New York, NY – July 23, 2019 – Following a challenge by Johnson & Johnson Consumer Inc., the National Advertising Division recommended that Wink Naturals LLC discontinue certain challenged claims in online and social media advertising for its Cough Syrup dietary supplement.

NAD is an investigative unit of the advertising industry’s system of self-regulation and is a division of the BBB NP’s self-regulatory and dispute resolution programs.

The express claims challenged by J&J included, but were not limited to:

  • Cough relief claims, such as “[S]oothing relief for coughs” and “Soothes coughs and irritated throats naturally.”
  • “Zinc and Elderberry combine to form the ultimate immune support system.”
  • “Ivy Leaf Extract for *ahem* mucus relief.”

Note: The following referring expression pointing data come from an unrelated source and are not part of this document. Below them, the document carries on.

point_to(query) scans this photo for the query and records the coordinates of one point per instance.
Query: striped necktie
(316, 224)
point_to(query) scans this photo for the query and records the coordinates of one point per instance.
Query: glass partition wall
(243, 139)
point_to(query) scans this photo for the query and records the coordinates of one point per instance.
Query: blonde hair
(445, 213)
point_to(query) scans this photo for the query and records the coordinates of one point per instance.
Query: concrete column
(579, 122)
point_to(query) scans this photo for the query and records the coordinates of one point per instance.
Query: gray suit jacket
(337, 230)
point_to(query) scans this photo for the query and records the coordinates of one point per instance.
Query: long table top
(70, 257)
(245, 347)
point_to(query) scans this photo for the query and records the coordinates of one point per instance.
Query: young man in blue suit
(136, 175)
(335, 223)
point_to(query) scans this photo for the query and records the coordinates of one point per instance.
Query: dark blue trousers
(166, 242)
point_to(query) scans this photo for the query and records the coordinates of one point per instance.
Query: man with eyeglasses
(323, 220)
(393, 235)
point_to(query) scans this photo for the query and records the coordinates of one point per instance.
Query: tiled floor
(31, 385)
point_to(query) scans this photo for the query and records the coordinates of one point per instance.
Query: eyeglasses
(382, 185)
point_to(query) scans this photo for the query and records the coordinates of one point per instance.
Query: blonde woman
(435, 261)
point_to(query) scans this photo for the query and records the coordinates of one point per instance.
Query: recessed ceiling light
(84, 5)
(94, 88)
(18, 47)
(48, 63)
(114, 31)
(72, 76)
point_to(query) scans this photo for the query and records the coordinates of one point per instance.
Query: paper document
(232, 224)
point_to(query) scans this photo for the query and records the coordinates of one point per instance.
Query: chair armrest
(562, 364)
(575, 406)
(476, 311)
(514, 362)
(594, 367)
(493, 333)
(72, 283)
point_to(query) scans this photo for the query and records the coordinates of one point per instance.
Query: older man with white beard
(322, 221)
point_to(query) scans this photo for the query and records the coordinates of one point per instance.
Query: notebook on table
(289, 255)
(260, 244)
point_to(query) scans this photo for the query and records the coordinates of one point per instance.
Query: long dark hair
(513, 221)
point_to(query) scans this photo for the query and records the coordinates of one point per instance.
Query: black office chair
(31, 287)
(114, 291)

The advertiser’s Wink Naturals Cough Syrup is a dietary supplement whose key ingredients include 1 mg of zinc (from zinc gluconate) and 2080 mg of a proprietary phytonutrient blend per serving (1 teaspoon). The subcomponents of the phytonutrient blend include black elderberry extract (fruit), elderberry flower extract (flower), ivy leaf extract, and acerola powder (berry).

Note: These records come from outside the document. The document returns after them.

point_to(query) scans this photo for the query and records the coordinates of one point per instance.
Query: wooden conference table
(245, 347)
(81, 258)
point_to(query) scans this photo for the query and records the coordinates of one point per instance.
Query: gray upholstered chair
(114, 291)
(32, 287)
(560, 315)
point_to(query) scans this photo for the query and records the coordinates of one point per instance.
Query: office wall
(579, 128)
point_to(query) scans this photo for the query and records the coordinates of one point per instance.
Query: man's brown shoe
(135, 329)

The advertiser informed NAD in writing that it permanently discontinued the following claims:

  • “Doctor developed and recommended.”
  • “[C]linical evidence.”
  • “It turned into bronchitis and I lost my voice due to all the coughing and strain it put on me. When I heard we were launching a cough syrup, I thought . . . this can’t come fast enough! I got the new cough syrup in the mail over the weekend and it was my miracle product!!! It helped me so incredibly much.”
  • “This cough syrup is not just any cough syrup.”
  • “I have been coughing for nearly 8 weeks, after prescriptions and other cough syrups not helping the Wink Cough syrup has finally helped so much.”
  • “How many bottles of other cough syrup are you throwing away and replacing with our 1 Cough Syrup that works for everyone?”
  • “Finally, a natural cough syrup with benefits.”

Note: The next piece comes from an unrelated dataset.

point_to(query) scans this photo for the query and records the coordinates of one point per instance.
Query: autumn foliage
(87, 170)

NAD, relying on the advertiser’s representations that the claims have been permanently discontinued, did not review the claims on their merits. However, the voluntarily discontinued claims will be treated, for compliance purposes, as though NAD recommended their discontinuance and the advertiser agreed to comply.

NAD recommended that the advertiser discontinue the claims “[S]oothing relief for coughs” and “Soothes coughs and irritated throats naturally” because the support submitted by Wink was limited to two studies on the ivy leaf extract ingredient, and did not include any clinical testing on the cough syrup product as a whole. NAD noted that when the substantiation in the record consists solely of evidence regarding the efficacy of ingredients in a product, but not for the product itself, the advertising must not suggest or imply that the product provides the claimed benefits.

NAD further determined that the advertiser’s ingredient studies were not sufficiently reliable to support any qualified ingredient claims. With regard to the first study, NAD was concerned about the test’s lack of a placebo group; the non-blinded, open-label nature of the study; and the fact that the study results were based on pooled data from two tested formulations and included a wide variety of dosages. The second study was a review article of clinical evidence pertaining to a specific ivy leaf extract. NAD was concerned that the clinical results for this particular ivy leaf extract, which is obtained through a patented extraction procedure, could not be applied to other ivy leaf extracts. Finally, NAD noted that neither study addressed ivy leaf extract’s ability to “soothe irritated throats,” which is a separate symptom from cough relief.

With regard to the claim “Zinc and Elderberry combine to form the ultimate immune support system,” NAD concluded that when viewed in the context in which it appears on the Wink Cough product website as part of the product description, the claim “ultimate immune support” is puffery. NAD found it likely to be understood as hyperbole or an expression of pride rather than an unqualified superiority claim against all immune support products on the market. Consequently, NAD determined that the claim “Zinc and Elderberry combine to form the ultimate immune support system” did not communicate a message of superior performance requiring substantiation.

Finally, NAD recommended that the advertiser discontinue the claim “Ivy Leaf Extract for *ahem* mucus relief,” after concluding that the studies in the record did not provide a reasonable basis for this claim.

In its advertiser’s statement, Wink Naturals stated that it “agrees to comply with the recommendations of NAD” and that it “has voluntarily made a number of modifications to its advertising to avoid any misunderstandings.”